Ok, I don't know where this came from. I just heard this letter being dictated to me and I wrote it. It's very sad, I warn you. Set right after Sirius is found, tried, and thrown into Azkaban.

"Enigma"

I…I can't believe he would do this. His best friend… that he'd hand James and Lily over to the Dark Lord without turning a hair. And his own godson as well, had Harry not somehow survived. Sirius…what have you done?

How could you? Was it all pointless then? Was it all just an act? All the time we spent together. The tricks we all pulled. The laughter you and James shared. We were the four Marauders. We were a team.

And all those nights, Sirius. The nights we shared. Exploring Hogsmeade as animals. The grand adventures we had, though I feel guilty for them.

And then there were the other nights, Sirius, the ones just we knew of and shared. The countless hours we spent. Laying beside each other. Staring into each other's eyes just for the sake of staring. Exploring each other's hearts, minds, and bodies. Drawing intricate maps not of the castle, but of each other. Damn it, I can still feel you in my fingertips, hear your breath catch. And the whispers, Sirius.

I can still hear the thousands of whispered conversations we had in the darkness. The three words we spoke over and over to each other, punctuated by how many stolen kisses in the night? The words I continue to hear echoing in my head. The promises. The confidences. The confessions.

The confessions.

Sirius, how could you? And why didn't I see it? Was I just blinded by your grace and charm, caught up in my love and the thought that someone could actually love me, despite the fact I was a werewolf…the despicable?

Did you love me, Sirius? Did you ever truly love me? Was it just a lie, like everything else?

I don't know why I'm writing this. Why I'm bothering to try, anyway. The parchment's soft and wet from the tears I'm not going to try to hide anymore. I want to howl like the wolf I am supposed to be in my agony, but can't bring myself to do it. So I grieve in this letter for Peter. For James and Lily and for little Harry, now an orphan.

But also for you, Sirius.

I grieve for the friend and lover I have lost, the man who died with my three other dearest friends the night he murdered them. The only person who ever truly knew my heart sometimes better than I myself knew it. The only person who knew how to aggravate and electrify me.

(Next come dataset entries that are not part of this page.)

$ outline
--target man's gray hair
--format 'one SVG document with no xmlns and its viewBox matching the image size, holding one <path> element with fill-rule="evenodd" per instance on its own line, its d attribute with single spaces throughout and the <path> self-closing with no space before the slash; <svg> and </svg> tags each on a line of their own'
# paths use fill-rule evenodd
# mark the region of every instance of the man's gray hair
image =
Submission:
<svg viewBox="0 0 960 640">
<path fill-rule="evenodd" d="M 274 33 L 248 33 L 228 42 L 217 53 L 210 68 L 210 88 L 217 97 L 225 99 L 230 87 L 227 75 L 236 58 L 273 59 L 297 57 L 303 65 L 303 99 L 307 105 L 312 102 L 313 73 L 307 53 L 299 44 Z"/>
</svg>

The man who melted my heart the minute he first spoke the words I'd so longed to hear from his lips.

"I love you, Remus."

I feel like I'm dying every minute you are away, every second I realize what you've done, every moment I know that you're sitting in Azkaban prison.

And every instant I realize that you belong there.

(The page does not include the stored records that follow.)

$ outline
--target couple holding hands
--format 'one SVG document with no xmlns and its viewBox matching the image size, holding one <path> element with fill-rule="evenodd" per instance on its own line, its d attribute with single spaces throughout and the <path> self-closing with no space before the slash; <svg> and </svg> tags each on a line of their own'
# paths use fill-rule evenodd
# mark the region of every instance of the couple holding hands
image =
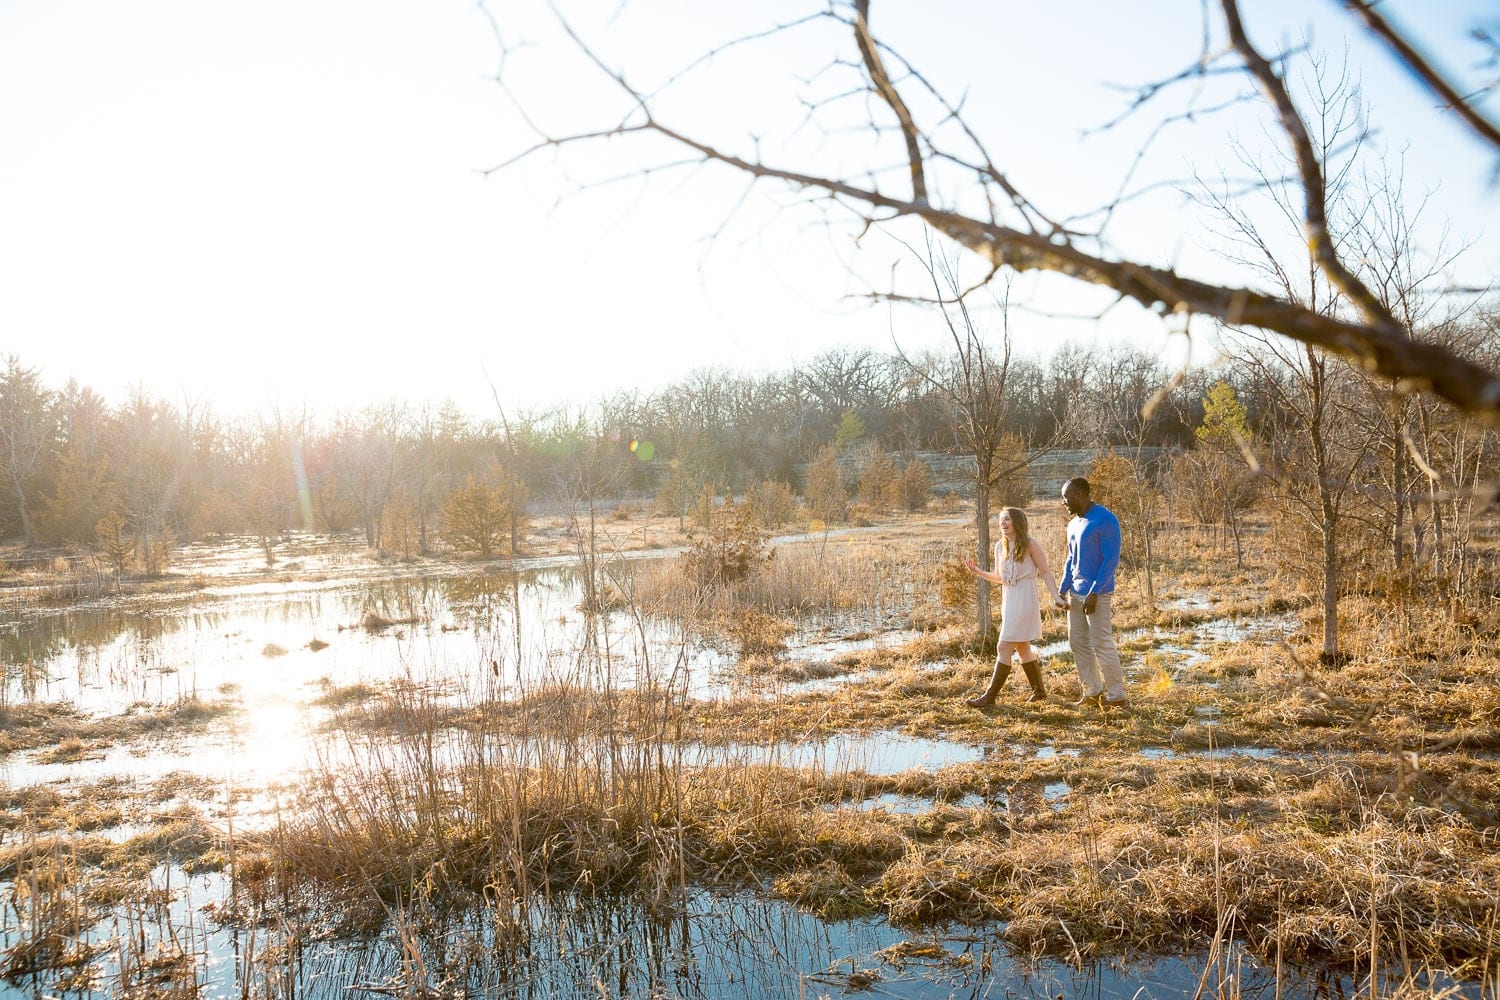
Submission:
<svg viewBox="0 0 1500 1000">
<path fill-rule="evenodd" d="M 1020 659 L 1021 670 L 1031 684 L 1027 701 L 1047 697 L 1040 654 L 1032 648 L 1032 643 L 1042 638 L 1038 576 L 1046 583 L 1053 603 L 1068 612 L 1068 645 L 1083 685 L 1078 704 L 1124 707 L 1130 703 L 1111 619 L 1115 569 L 1120 564 L 1120 520 L 1107 507 L 1094 503 L 1089 494 L 1087 479 L 1070 479 L 1063 486 L 1063 504 L 1072 518 L 1068 521 L 1068 559 L 1060 585 L 1052 579 L 1047 553 L 1031 537 L 1026 512 L 1018 507 L 1000 512 L 1000 540 L 995 543 L 993 571 L 980 569 L 972 559 L 964 560 L 975 576 L 1001 588 L 995 670 L 984 693 L 968 699 L 970 705 L 983 708 L 995 703 L 1000 686 L 1010 676 L 1012 657 Z"/>
</svg>

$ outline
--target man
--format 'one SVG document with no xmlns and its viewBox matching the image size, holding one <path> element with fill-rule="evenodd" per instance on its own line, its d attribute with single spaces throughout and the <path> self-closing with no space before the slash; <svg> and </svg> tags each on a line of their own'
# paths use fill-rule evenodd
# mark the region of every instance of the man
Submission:
<svg viewBox="0 0 1500 1000">
<path fill-rule="evenodd" d="M 1068 561 L 1058 584 L 1057 606 L 1068 609 L 1068 645 L 1083 685 L 1078 704 L 1123 708 L 1130 699 L 1110 617 L 1115 569 L 1120 565 L 1120 519 L 1089 494 L 1089 481 L 1081 477 L 1063 486 L 1063 504 L 1073 518 L 1068 522 Z"/>
</svg>

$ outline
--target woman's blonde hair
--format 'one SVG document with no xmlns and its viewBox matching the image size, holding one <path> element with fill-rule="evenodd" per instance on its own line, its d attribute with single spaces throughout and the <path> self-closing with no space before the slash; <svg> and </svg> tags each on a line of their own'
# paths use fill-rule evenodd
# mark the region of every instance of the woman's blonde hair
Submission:
<svg viewBox="0 0 1500 1000">
<path fill-rule="evenodd" d="M 1000 513 L 1010 515 L 1010 526 L 1016 539 L 1015 548 L 1012 549 L 1010 539 L 1000 536 L 1000 541 L 1005 546 L 1005 555 L 1020 562 L 1031 550 L 1031 523 L 1026 520 L 1026 512 L 1019 507 L 1002 507 Z"/>
</svg>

I shall miss you terribly, Sirius Black, the other half of my soul. I shall miss the touch of your hand, the feel of your lips, the warmth and weight of your body. And as I nurse the pieces of my shattered heart I know I shall miss the glow that you always managed to give it.

I wish you could know how much you still mean to me, Sirius. How much, despite the hurt and pain, I still love you. That I'll always love you, Sirius.

Hello, Remus.

This is your mind.

The Sirius you knew…and loved…is gone.

Provided he ever truly existed at all.